Now, since their debut, they have released a couple more albums with Shrines to the Warhead , Black Frost Fallout, and their last album, Survival, back in 2013, but I never got around to hearing those for som reason. Then the band took a bit of a hiatus, only dropping a few singles over the last 13 years.
But here we are on a new label, with a new album. I had to go back and check out the debut, and it’s still an icky, oozing affair that hits the spot. And fans will be happy to hear that not much has changed in the Highgate camp.
The trio still delivers a blackened sludge/doom mix that taps into a blacker Crowbar or Negative Reaction, Primitive Man, Cough, Eyehategod, Wolvhammer, Beldam, etc. But one thing that jumped out to me was the new shiny, but still neurotic, fuzzed-out production, which is immediately apparent on the crawling, loping opening throes of the first track, “Terraforming Hell”, before it briefly transforms into a feral, snarling black metal gallop.
Other than the killer production, there are still the pained howls and blackened rasp of the vocals of the Porter brothers, the throbbing bass, and ample, droning, drawn-out moments of tense, paranoia-inducing atmospheres.
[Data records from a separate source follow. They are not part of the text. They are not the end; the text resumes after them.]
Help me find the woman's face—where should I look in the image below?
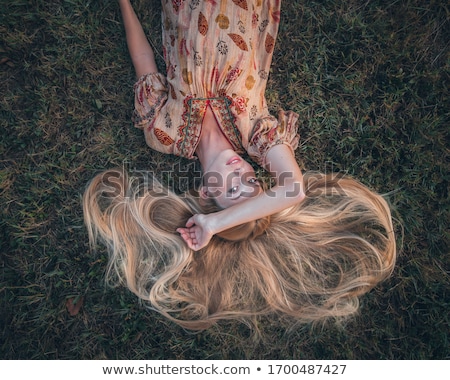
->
[201,149,262,208]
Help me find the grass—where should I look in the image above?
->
[0,0,450,359]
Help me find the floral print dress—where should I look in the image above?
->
[134,0,299,165]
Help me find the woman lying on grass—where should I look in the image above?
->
[84,0,396,330]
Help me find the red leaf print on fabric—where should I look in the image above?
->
[153,128,174,146]
[233,0,248,11]
[198,12,208,36]
[266,34,275,54]
[228,33,248,51]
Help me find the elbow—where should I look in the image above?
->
[285,181,306,206]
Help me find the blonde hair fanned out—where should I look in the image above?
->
[83,170,396,330]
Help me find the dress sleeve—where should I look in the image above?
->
[133,73,168,129]
[248,110,300,167]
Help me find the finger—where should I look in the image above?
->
[186,215,195,228]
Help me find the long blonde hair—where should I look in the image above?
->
[83,170,396,330]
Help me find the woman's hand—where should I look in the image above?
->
[177,214,214,251]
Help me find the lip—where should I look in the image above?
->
[227,156,241,165]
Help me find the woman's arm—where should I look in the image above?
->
[119,0,158,78]
[178,144,305,250]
But the emphasis is still heavily geared towards fuzzy, festering crawls that make you itch and squirm, not the warmer fuzzy stylings of their more stoner-y cousins.
The likes of “Deceiver”, the almost 10-minute spiral into dread, “The Writhing Dawn”, or the perfectly titled closer “At Paranoia’s Poison Door”, will have your teeth falling out and your skin festering as you scratch and twitch like a meth addict having the DTs.